For every parent who has a child in school and for every family making their ends meet, there is some good news that shall relieve some of the financial pressure on their monthly balancing act. On Monday, the Dubai Executive Council reviewed an updated school fees framework from Knowledge and Human Development Authority (KHDA) and accepted a proposal that most schools will have their fees capped by no more than 2.07 per cent.

For parents, this cap is indeed welcome news. On any given monthly pay cheque, finding the money to pay for quarterly school fees is a burden that can be taxing. That fees often eats up a good proportion of parents’ combined or single incomes but it has to be paid for children to get the education and opportunities they deserve.

Our education system is effective and does provide a safe and secure process where the young receive quality learning regardless of the curriculum structure of courses they follow.
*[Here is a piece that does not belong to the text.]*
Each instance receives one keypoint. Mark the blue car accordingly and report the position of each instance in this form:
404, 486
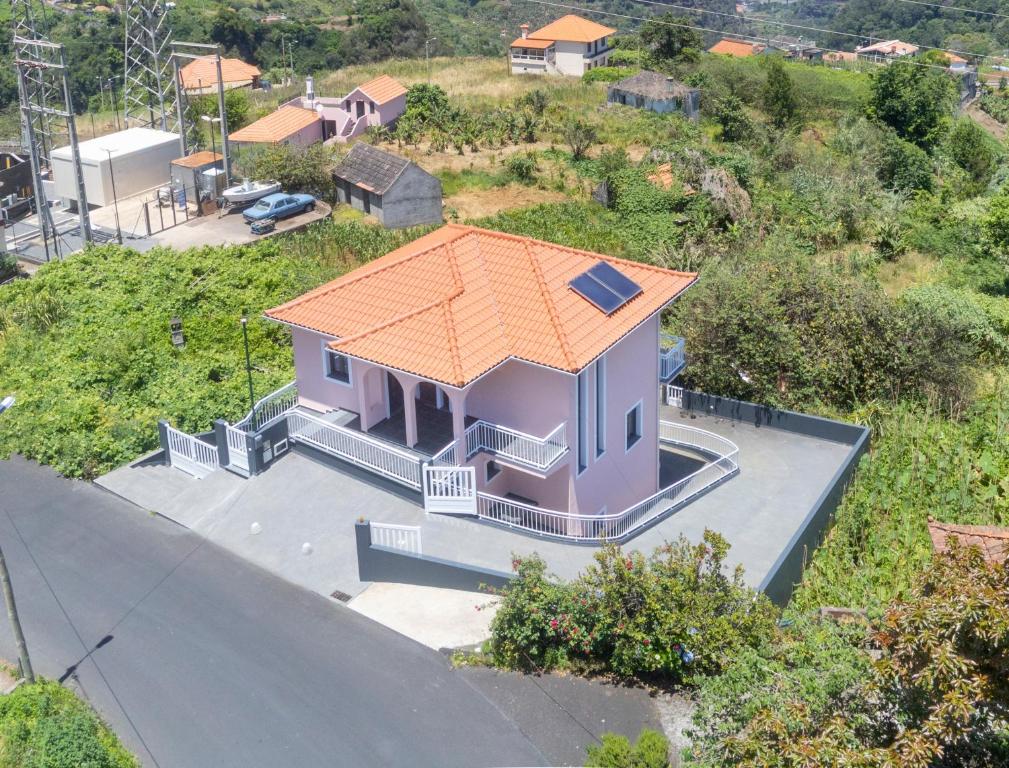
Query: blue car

The KHDA itself, through is annual inspections and quality assurance programmes is providing the framework for a schools’ system where standards are not simply maintained or ticking over, but are improved year upon year through regulatory checks and enforcing performance indicators.

The system, however, is not without its bugbears and, with the high element of for-profit organisations who are competing in the educational sector, the fees structure always faces upwards pressures. And in addition to these fees, there are ancillary costs such as school transport services or other administrative fees that are sometimes used to squeeze more money from parents.

By accepting the very reasonable suggested fee cap of 2.07 per cent, Dubai Executive Council is ensuring that there is much greater certainty in the school fees process for the next academic year. This allows parents and families to plan with certainty, allowing them to know well in advance what the school fees for 2019-2020 will be, and providing with advance knowledge to be able to save and raise those funds.

This is a process too that enhances transparency in a sector that has not been unduly criticised for the way it handled school funding in the past. This cap has been partly necessitated by those responsible for providing private education as viewing it purely as a money-raising venture. It’s not — it is but one model that provides the best learning environment for our children. And this cap goes a long way in meeting that crucial goal too.